Amendment 1 makes the state constitution neutral on abortion.
Specifically, the amendment states, “Nothing in this constitution secures or protects a right to abortion or requires funding of abortion.”
In simpler terms, American taxpayers will no longer have to foot the bill for abortions in West Virginia that are paid for by Medicaid.
The vote passed during the midterms by a 52 percent to 48 percent margin, with 19,803 people voting for the amendment to pass.
The West Virginia Bureau for Medical Services issued a public notice outlining exactly what Amendment 1 entails.
The West Virginia Bureau for Medical Services spelled out the three circumstances in which it will reimburse people for abortions.
“If, on the basis of the physician’s best clinical judgment, there is a medical emergency that so complicates a pregnancy as to necessitate an immediate abortion to avert the death of the mother or for which a delay will create grave peril of irreversible loss of major bodily function or an equivalent injury to the mother, provided that an independent physician concurs with the physician’s clinical judgment.
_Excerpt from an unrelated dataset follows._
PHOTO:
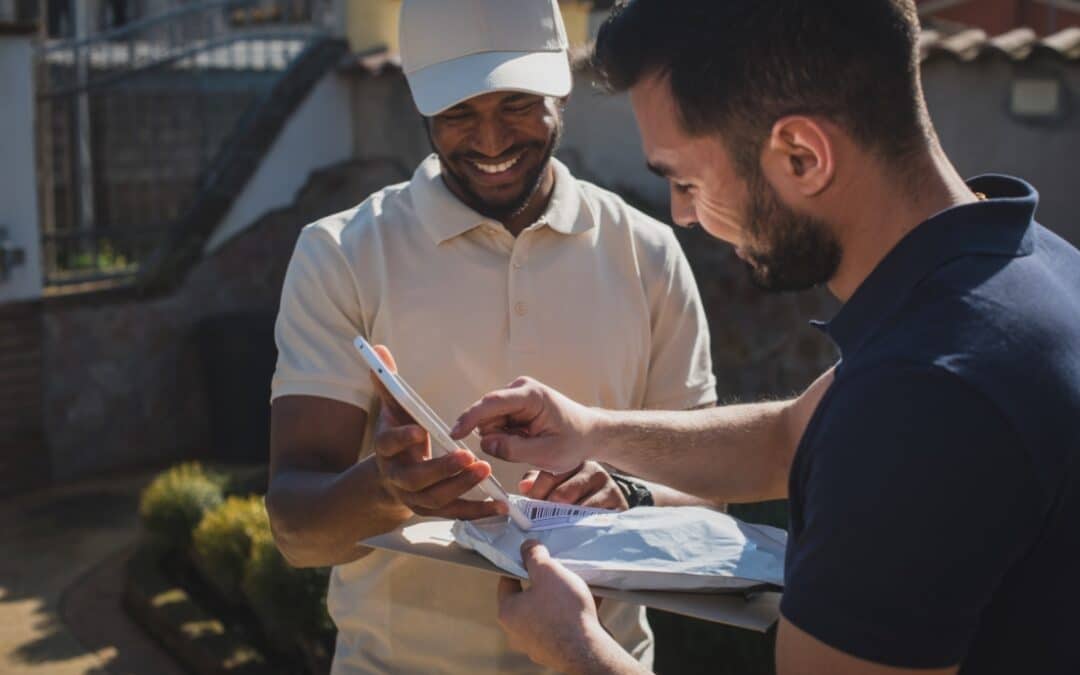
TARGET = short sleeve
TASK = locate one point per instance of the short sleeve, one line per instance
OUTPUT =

“If, on the basis of the physician’s best clinical judgment, there is clear clinical medical evidence that the fetus has severe congenital defects or terminal disease or is not expected to be delivered.
“If the individual is a victim of incest or the individual is a victim of rape when the rape is reported to a law enforcement agency.”
Barring those explicitly stated reasons, taxpayers will not have to foot the bill for abortions in West Virginia.
According to state records cited by the MetroNews, there were 1,560 pregnancy terminations last year. There were 1,217 in 2016 and 763 in 2015.
To be clear, the work for pro-life activists is far from over in both West Virginia and the nation as a whole.
On a purely statistical level, Amendment 1 won’t impact a large number of procedures; the MetroNews reports that abortion patients in West Virginia make up just two-tenths of one percent of total Medicaid enrollees.
But, philosophically speaking, this is another victory for the pro-life movement.
More and more public figures are coming out in favor of the pro-life movement and it seems like there’s genuine change happening at a grass-roots level.
These are just baby steps (no pun intended) and there’s still a lot of work to be done. But it’s clearly starting to get done, and that’s good news for anyone who cherishes the sanctity of life.